Why Data Modeling is Now Critical to SOA Success
By Jason Tiret, Director of Modeling and Architecture Solutions, Embarcadero
When SOA came on the scene, it promised to revolutionize how data is accessed within applications, across organizations and across the Web; basically anywhere it was needed.
Promoting the ultimate reuse of data and harnessing the rapid data growth were other promises of SOA. Rather than duplicating data from one system to another, SOA provided cleaner ways to access the data directly and reuse it. It was supposed to turn spaghetti-like webs of disparate systems with one-off, proprietary interfaces into an orchestrated access layer that could ask for data from anywhere and put data back seamlessly, while being more agile to changing business demands.
While SOA has accomplished this, it has also created some new challenges. How is this new data “source” documented? How is it governed? Who’s accountable to maintain quality and traceability to the back-end databases? At some point, the data in the SOA layer or enterprise service bus has to end up back in the database. If no standards are leveraged in the SOA infrastructure, integrating and sharing data can be problematic enough without it returning you to where you started with time and money wasted.
Data lives in more places that just databases. SOA has been invaluable in enabling its re-use and controlling data redundancy that can plague organizations. The backbone of Web services and SOA is XML and, more specifically, XML schemas (XSD). XSD development still elicits images of the “wild, wild west” where you build whatever you need with very little thought about reuse and standards. For the most part, XSDs have been created and managed by developers, not data architects. Developers typically they work on one project at a time, and typically do not think about enterprise-wide standards and ensuring data stored in one place is defined the same way as like data stored everywhere else.
As a result, not only can you have different representations of the same data in the SOA layer, but the version of the same data in the SOA layer can diverge greatly from data in source systems.

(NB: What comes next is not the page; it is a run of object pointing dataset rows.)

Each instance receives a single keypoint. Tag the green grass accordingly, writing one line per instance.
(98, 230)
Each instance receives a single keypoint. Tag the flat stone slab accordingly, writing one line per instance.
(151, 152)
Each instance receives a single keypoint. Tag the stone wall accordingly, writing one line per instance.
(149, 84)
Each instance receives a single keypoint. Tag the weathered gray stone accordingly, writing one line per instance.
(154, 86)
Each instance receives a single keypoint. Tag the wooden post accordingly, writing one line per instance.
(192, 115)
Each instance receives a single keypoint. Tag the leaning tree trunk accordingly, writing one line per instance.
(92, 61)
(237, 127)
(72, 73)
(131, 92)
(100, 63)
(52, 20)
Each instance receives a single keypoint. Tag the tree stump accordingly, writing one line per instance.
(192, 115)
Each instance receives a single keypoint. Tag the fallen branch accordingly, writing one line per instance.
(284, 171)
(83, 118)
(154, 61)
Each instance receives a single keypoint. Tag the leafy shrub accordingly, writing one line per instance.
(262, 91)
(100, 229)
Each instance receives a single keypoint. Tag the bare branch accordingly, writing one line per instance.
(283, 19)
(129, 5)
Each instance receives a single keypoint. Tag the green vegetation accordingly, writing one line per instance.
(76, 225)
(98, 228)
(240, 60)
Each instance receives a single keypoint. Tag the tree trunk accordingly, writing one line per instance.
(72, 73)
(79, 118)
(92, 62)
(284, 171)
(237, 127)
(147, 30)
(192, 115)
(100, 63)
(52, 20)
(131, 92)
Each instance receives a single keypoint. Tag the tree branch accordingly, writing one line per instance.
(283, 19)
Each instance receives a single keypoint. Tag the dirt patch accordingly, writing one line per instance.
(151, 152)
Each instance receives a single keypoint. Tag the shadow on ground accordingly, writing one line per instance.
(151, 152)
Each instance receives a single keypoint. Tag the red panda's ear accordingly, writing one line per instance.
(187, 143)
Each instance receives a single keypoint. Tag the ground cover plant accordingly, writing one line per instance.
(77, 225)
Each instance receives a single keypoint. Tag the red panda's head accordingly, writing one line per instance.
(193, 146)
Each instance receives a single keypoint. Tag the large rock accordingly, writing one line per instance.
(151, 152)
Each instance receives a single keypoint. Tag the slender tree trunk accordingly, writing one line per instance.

The XSD language also has different standards for how data is typed that provide a lot more freedom than database DDL. Precision and scale are optional on most data types. The maximum length is different between like data types like strings, dates and integers. Primary, foreign and check constraints are also treated differently. This can lead to drastic differences between the structure of the XSD and the back-end databases. If the source and target rules are not carried over to the XSD definition, it can cause many errors or, even worse, it can result in data loss as the payloads are messaged between systems.
One approach to the issue is to involve data architects in XSD development. The architects can leveraged their data models to create the XML structures much like they use data models to create databases. Models have been used to govern database development for years, so why not use the same modeling processes on XSDs? Obviously, it will make your life easier to employ a data modeling tool that provides some level of custom mapping between the logical/physical model and XSD. Once that is in place, it enables the architects to control the structure of the XML and reuse the same data elements and definitions for both database development and XML development.
XML, by nature, is hierarchical. Meanwhile, the popular database platforms are relational. This presents new challenges for trying to use data models as the common language, since they are also mostly relational. However, it is what most data architects are familiar with. Throw an XSD development tool at them and they will be a fish out of water. But if you give them their data modeling tool, they’ll be happy as clams. They will be able to play by their rules. They will understand the layout, the notation and they will be able to apply their knowledge very quickly.
To find a happy medium, most architects using modeling tools to develop canonical data models to represent the XSDs. Canonical in mathematical terms means “of simplest or standard form,” and that is exactly what these models are. They rest somewhere between a logical and a conceptual model. Some parts are normalized and some parts are denormalized. Most of the time, the intention is never to generate a database or DDL with a canonical model. The intention is to reuse the data elements from the database-driven logical models in the XSD-driven canonical models. This provides two things. First, you can leverage your existing investment in your data modeling tool. Second, you will save a lot of time working in a familiar environment.
One of the most important keys to success is to let technology and software do the heavy lifting. Most sophisticated data modeling tools enable you to reuse data elements and break a large model into smaller submodels or subject areas. This is critical for aligning the canonical models with existing standards, as well as parts of the canonical model with the messages that are passed between systems. Even better, data modeling tools will help you to selectively generate custom XSD code directly from the logical or physical.